Each Unit will consist of one common share of the Company (each, a "Common Share") and one common share purchase warrant of the Company (each, a "Warrant"). Each Warrant will entitle the holder to acquire one Common Share for a period expiring 24 months following the date of issuance at a price of C$8.00.
The net proceeds from the Offering are expected to be used to fund the prepayment of the first contingent milestone payment under the Asset Purchase Agreement ("APA") for the Selebi and Selkirk mines, the timing of which is planned prior to the end of 2025, to advance exploration and development activities at the Company's mineral assets in Botswana, and for working capital and general corporate purposes.
The Offered Securities will be sold by way of a short-form prospectus in each of the provinces of Canada, except Quebec. The Units will also be offered (i) in the United States on a private placement basis pursuant to one or more exemptions from the registration requirements of the U.S. Securities Act, and (ii) in such other jurisdictions outside of Canada and the United States provided that a placement therein does not give rise to any prospectus, registration or continuous disclosure obligations on the part of the Company (collectively, the "Selling Jurisdictions").
The Company has granted to the Co-Lead Agents an option (the "Over-Allotment Option") to purchase up to that number of additional Offered Securities which equal to 15% of the Offered Securities issued pursuant to the Offering to cover over-allotments and for market stabilization purposes. The Over-Allotment Option will be exercisable in whole or in part, at any time and from time to time, for a period of 30 days from and including the Closing Date (as defined herein).
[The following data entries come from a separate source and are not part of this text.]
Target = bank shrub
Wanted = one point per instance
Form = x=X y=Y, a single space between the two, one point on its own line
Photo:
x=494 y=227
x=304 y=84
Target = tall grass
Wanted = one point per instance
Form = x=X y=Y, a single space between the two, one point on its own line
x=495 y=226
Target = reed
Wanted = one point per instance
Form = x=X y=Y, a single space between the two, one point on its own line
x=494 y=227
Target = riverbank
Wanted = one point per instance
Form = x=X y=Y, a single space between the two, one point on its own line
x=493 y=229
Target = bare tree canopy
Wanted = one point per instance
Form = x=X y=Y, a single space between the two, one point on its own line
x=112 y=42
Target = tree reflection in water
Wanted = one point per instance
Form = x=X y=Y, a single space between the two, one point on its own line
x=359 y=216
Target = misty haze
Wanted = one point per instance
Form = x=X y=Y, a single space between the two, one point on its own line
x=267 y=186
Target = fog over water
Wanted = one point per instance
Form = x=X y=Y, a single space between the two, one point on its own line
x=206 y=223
In connection with the Offering, the Company has agreed to pay to the Agents a cash fee equal to 6% of the gross proceeds of the Offering (including upon any exercise of the Over-Allotment Option), subject to a reduced cash fee equal to 2.0% payable in respect of sales to certain individuals on a "president's list" for gross proceeds of up to C$5 million.
The Offering is expected to close on or about November 13, 2025 (the "Closing Date") and remains subject to the receipt of all necessary approvals.